Raspberry Truffle Mochas from All Day I Dream About Food (4 grams net carb per serving)
Healthy Nutella Hot Chocolate from Dessert with Benefits (1 gram net carb per serving)
Cranberry Frozen Frappuccino from Your Lighter Side (2 grams net carb per serving)
Eggnog and Cocktails
Although hard alcohol doesn't contain any carbs, the sweet mixers that often accompany it definitely do. Holiday drinks can be particularly high in carbs; for example, traditional eggnog has 34 grams of carb in an 8-ounce serving. It's still possible to enjoy a festive and tasty low-carb drink, though!
Low Carb Eggnog from Fluffy Chix Cook (2 grams net carb per seving)
Pumpkin Pie Martini from All Day I Dream About Food (1.5 grams net carb per serving)
Refreshing Daiquiri from KetoDiet Blog (less than 4 grams net carb per serving)
With a carbohydrate-restricted lifestyle, snacking generally isn't necessary. But if you end up skipping meals because you're too busy and find yourself hungry mid-afternoon when everyone else is munching on chips or pretzels, it's good to have something on-plan available to dig into if needed.
Rosemary Sea Salt Crackers from Holistically Engineered (3 grams net carb per serving)
Low Carb Cinnamon Almonds from Low Carb Dietitian (3 grams net carb per serving)
Kickin' Orange Marinated Olive Recipe from DJ Foodie (less than 1 gram net carb per serving)
Holiday Pies and Desserts
Traditional desserts are obviously high in carbs, but be careful with "sugar-free" and "no-sugar-added" pies and cakes as well. For instance, Marie Callender's No-Sugar-Added Apple Pie contains 46 grams net carb per slice.
For a delicious low-carb alternative, consider making one of the following desserts instead.
Crustless Low Carb Pumpkin Pie from Low Carb, So Simple (just over 4 grams net carb per serving based on 8 servings per pie)
Low-Carb Pumpkin Cheesecake Mousse from Sugar-Free Mom (less than 3 grams net carb per serving)
Zucchini "Apple" Pie from KetoDiet Blog (6 grams net carb per serving)
Low Carb Pecan Pie from Holistically Engineered (just over 5 grams net carb per serving)
Mincemeat Tarts with Hard Sauce from All Day I Dream About Food (3 grams net carb per serving)
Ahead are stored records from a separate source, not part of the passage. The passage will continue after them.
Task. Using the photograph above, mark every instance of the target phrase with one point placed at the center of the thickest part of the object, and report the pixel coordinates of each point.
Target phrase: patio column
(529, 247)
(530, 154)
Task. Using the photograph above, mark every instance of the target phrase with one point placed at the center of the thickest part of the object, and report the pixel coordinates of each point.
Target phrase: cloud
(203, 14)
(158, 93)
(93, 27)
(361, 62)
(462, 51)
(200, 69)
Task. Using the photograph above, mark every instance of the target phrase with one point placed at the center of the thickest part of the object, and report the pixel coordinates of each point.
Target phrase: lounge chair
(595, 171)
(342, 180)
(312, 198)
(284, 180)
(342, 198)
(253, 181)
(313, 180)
Fudge and truffles seem to be everywhere the entire month of December! Good thing those talented low-carb bloggers have created sugar-free versions that rival the standard offerings.
Pecan Pie Truffles from All Day I Dream About Food (2.5 grams net carb per truffle)
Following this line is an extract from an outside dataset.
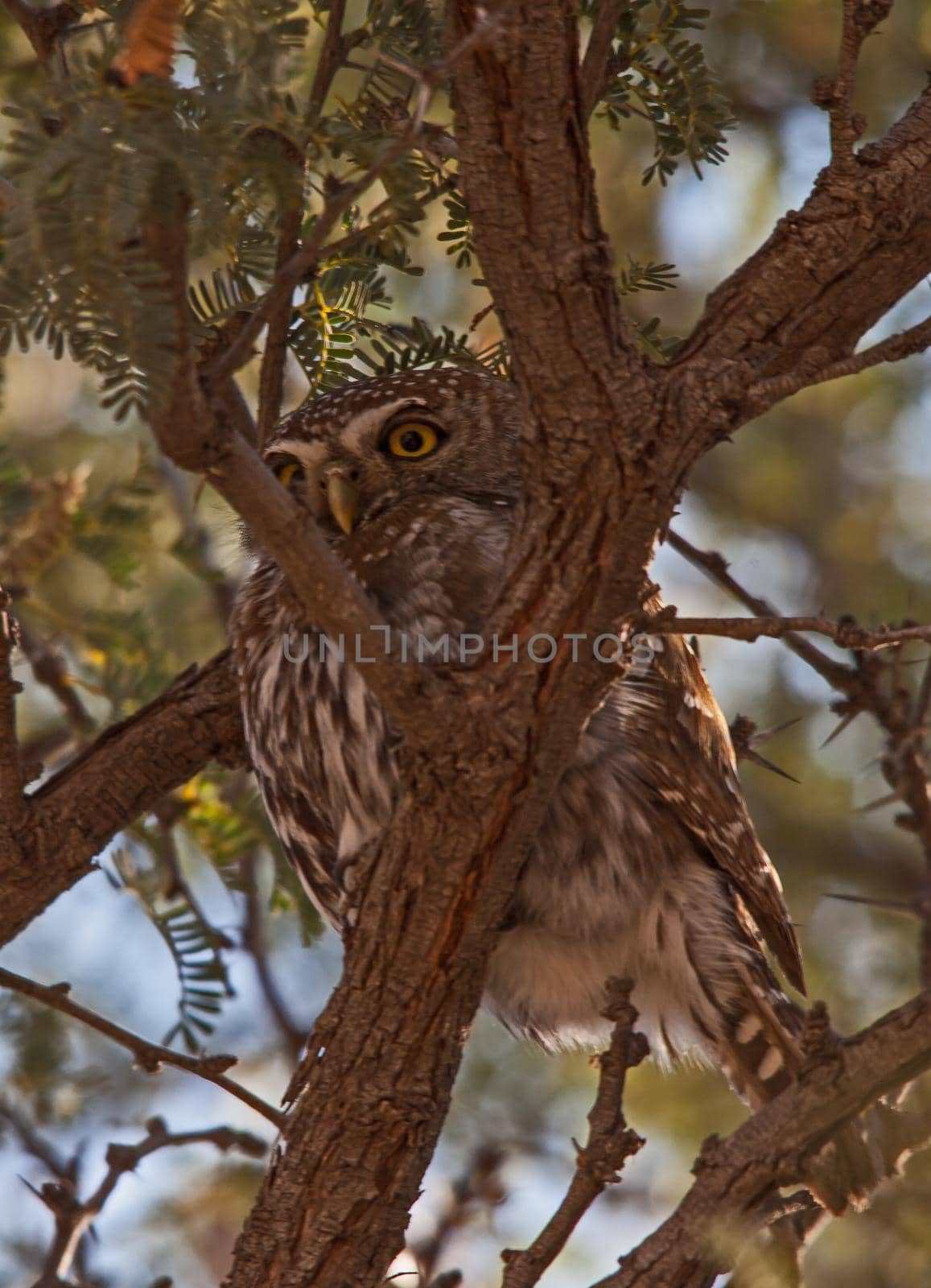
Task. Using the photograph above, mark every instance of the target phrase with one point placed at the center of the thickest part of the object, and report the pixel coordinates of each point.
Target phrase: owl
(647, 865)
Sugar-Free Maple Nut Fudge from Maria Mind Body Health (less than 1 gram net carb apiece)
Coconut Almond Mocha Fudge from Beauty and the Foodie (2 grams net carb for low carb version)
The aroma of freshly baked cookies makes them nearly impossible to resist, and these low-carb treats are no exception.
Walnut Cardomom Snowballs from All Day I Dream About Food (1.5 grams net carb per cookie)
Raspberry Thumbprint Cookies from Low Carb Yum (just over 1 gram net carb per cookie)
Low-Carb Classic Gingerbread Men from All Day I Dream About Food (2 grams net carb per cookie)
That last one sounds especially intriguing, from my own perspective! Based on the reviews in the comments section, I'm definitely going to try making those gingerbread men this year. With a little luck, they'll turn out to be everyone's new healthy favorite.
Bottom Line: Enjoy!
Holiday eating should be pleasurable when following a low-carb lifestyle. Regardless of whether you choose to eat small amounts of traditional recipes, low-carb versions of the classics, or just stick to meat and vegetables, enjoy your celebrations! I wish you and your family safe, happy, and healthy holidays.